Protection du lanceur d’alerte
Interdiction de représailles : TeamWork interdit toute forme de représailles, sanctions ou conséquence négative contre les personnes signalant de bonne foi des manquements à l’éthique et politiques internes, y compris les menaces de représailles et tentatives de représailles, suspension, mise à pied, licenciement, rétrogradation ou refus de promotion, transfert de fonctions, changement de lieu de travail, réduction de salaire, suspension de la formation, évaluation de performance négative, mesures disciplinaires, discrimination, non-renouvellement d’un contrat de travail à durée déterminée ou d’un contrat de travail temporaire.
Confidentialité de l’identité et des informations
La confidentialité est au cœur du dispositif de protection :
- Identité protégée : L’identité du lanceur d’alerte, des personnes mises en cause et des tiers mentionnés dans le signalement ne peut être divulguée sans le consentement explicite du lanceur d’alerte.
- Transmission encadrée : En cas de nécessité de transmission à l’autorité judiciaire, les éléments permettant d’identifier le lanceur d’alerte peuvent être communiqués, mais celui-ci doit en être informé.

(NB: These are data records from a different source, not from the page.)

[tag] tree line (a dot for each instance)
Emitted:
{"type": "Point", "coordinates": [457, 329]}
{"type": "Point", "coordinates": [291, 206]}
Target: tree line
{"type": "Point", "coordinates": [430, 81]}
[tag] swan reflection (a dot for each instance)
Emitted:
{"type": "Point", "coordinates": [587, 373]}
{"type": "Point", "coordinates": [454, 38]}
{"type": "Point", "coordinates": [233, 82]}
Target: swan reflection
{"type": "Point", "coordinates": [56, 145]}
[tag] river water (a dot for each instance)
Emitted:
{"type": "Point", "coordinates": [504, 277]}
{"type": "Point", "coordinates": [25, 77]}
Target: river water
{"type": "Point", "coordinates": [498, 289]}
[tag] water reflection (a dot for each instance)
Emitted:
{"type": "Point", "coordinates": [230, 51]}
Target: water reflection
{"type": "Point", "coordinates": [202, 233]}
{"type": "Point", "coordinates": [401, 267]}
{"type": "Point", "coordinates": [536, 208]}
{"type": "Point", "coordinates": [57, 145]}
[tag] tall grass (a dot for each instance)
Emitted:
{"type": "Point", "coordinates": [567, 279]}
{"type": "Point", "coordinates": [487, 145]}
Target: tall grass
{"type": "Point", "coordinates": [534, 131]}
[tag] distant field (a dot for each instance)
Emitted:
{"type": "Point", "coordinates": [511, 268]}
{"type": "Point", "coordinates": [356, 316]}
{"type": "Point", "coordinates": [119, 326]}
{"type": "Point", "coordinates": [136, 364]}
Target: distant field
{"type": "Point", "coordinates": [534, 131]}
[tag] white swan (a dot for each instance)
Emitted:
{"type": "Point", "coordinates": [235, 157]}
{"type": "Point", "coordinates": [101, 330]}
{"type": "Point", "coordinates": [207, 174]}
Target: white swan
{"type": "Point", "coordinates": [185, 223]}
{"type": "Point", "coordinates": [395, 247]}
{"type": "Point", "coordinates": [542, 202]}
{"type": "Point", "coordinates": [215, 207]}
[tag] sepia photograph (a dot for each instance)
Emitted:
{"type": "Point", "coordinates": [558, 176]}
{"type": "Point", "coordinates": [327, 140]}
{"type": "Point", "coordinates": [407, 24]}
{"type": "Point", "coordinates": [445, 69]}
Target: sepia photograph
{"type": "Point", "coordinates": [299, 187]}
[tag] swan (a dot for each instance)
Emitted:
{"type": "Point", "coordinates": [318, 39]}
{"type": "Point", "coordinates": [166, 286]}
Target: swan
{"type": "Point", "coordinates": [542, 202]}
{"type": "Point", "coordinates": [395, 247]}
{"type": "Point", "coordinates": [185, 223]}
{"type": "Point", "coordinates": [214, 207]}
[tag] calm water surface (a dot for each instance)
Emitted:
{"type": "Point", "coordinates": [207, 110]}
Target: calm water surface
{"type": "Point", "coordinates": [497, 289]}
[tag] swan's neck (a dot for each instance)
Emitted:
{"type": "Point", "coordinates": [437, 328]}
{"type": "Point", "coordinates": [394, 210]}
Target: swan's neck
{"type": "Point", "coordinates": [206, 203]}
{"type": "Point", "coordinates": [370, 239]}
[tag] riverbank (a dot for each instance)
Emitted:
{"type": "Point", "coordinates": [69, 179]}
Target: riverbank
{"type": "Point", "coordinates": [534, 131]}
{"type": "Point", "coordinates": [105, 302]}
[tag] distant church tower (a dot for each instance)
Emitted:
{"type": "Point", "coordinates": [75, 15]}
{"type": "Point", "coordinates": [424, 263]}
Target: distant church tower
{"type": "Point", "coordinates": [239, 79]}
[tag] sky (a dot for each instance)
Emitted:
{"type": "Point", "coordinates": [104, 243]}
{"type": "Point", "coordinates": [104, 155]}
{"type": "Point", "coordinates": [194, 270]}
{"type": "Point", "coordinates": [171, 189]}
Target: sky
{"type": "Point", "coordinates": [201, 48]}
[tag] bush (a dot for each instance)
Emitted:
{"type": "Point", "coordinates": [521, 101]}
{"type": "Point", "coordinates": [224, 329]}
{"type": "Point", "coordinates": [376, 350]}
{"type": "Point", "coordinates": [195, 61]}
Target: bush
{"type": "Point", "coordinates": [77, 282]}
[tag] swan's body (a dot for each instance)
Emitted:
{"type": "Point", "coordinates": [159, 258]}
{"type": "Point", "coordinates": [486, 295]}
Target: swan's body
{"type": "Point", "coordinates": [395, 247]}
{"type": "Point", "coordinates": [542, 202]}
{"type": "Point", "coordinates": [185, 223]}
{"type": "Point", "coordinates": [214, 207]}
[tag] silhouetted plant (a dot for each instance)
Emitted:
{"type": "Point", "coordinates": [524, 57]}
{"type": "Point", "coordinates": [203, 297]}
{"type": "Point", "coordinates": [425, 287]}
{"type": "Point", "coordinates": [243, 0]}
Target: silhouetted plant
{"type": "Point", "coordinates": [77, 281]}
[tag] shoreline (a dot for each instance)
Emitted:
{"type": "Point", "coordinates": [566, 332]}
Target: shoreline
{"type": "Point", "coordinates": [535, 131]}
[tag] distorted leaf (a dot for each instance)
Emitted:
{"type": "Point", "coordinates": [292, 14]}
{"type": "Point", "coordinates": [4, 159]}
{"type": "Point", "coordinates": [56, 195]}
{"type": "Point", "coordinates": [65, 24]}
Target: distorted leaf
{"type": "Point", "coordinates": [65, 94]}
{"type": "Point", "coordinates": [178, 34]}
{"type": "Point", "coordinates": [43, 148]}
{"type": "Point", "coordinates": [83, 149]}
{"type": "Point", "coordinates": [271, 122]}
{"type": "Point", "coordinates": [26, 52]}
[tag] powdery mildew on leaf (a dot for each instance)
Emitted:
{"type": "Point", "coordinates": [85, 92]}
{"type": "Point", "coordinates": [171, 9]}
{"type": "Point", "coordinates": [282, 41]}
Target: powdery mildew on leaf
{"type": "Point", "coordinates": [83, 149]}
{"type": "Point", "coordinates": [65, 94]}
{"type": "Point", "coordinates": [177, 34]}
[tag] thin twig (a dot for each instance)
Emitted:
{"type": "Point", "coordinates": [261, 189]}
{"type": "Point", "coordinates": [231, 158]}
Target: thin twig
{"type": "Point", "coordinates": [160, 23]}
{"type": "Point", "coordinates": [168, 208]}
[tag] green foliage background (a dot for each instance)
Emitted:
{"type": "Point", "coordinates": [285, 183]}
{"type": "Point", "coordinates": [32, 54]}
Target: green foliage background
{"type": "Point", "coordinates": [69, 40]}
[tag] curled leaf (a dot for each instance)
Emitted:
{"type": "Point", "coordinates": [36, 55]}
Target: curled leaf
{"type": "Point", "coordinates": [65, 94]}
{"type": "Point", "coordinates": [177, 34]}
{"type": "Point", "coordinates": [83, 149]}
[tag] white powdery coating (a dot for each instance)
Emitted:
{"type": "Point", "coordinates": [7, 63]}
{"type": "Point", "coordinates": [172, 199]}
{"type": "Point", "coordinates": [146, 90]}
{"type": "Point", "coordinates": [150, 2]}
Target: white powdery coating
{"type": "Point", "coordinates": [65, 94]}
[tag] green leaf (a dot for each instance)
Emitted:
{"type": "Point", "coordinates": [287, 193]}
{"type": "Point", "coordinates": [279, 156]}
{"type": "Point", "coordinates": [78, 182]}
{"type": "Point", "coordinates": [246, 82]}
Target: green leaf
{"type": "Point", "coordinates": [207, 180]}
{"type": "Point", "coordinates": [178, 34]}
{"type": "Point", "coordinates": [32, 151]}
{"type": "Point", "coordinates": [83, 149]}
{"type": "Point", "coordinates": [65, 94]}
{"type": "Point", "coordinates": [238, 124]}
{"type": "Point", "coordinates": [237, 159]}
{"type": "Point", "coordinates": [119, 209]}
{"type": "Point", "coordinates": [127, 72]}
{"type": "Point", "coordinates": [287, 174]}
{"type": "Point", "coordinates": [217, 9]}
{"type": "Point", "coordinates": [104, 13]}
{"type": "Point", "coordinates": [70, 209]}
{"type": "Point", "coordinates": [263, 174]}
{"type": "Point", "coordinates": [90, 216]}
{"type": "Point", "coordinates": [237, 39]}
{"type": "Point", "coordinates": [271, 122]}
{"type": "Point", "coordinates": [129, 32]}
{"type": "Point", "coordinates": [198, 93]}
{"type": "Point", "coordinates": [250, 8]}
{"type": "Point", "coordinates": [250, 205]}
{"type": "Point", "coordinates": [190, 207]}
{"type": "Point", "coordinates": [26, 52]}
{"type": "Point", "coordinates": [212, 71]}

- Durée de conservation limitée : Les signalements sont conservés uniquement pendant la durée strictement nécessaire à leur traitement et à la protection des personnes concernées. Au-delà, seules des données anonymisées peuvent être conservées, garantissant qu’aucune personne physique ne puisse être identifiée.
Irresponsabilité civile
Le lanceur d’alerte ne peut être tenu civilement responsable des conséquences de son signalement ou de sa divulgation publique, à condition que :
- La procédure de signalement ait été respectée.
- Il ait eu des motifs raisonnables de croire que son action était nécessaire pour protéger un intérêt menacé (par exemple, la santé publique, l’environnement, la sécurité).
- Cette protection signifie qu’aucune demande de dommages et intérêts ne peut être formulée contre lui pour les faits révélés dans le cadre légal.
Irresponsabilité pénale
Le cadre légal prévoit également une exonération de responsabilité pénale :
Si la procédure est respectée, le lanceur d’alerte ne peut être poursuivi pour les infractions éventuellement commises dans le but d’obtenir des documents permettant de prouver les faits signalés.
Cette protection ne s’applique pas aux infractions commises pour obtenir les informations elles-mêmes (par exemple, piratage ou vol de données).
Comment adresser une alerte à TeamWork :
Vous pouvez adresser votre signalement à l’adresse ten.k1771374205rowma1771374205et@yt1771374205irget1771374205ni1771374205. Chaque signalement sera traité par les référents éthiques. Ils sont indépendants de la direction afin d’assurer un traitement impartial de chaque signalement.
Les employés du groupe peuvent aussi se référer à leur supérieur hiérarchique pour traiter leurs alertes.
Processus de traitement de l’alerte :
Suite à l’envoie de votre alerte, vous recevrez un accusé de réception. Les référents éthiques prendront ensuite sept (7) jours pour vérifier la recevabilité de l’alerte. Si l’alerte est recevable, une enquête approfondie sera démarrée. Les lanceurs d’alerte seront informés de l’avancée de l’enquête et du jugement final.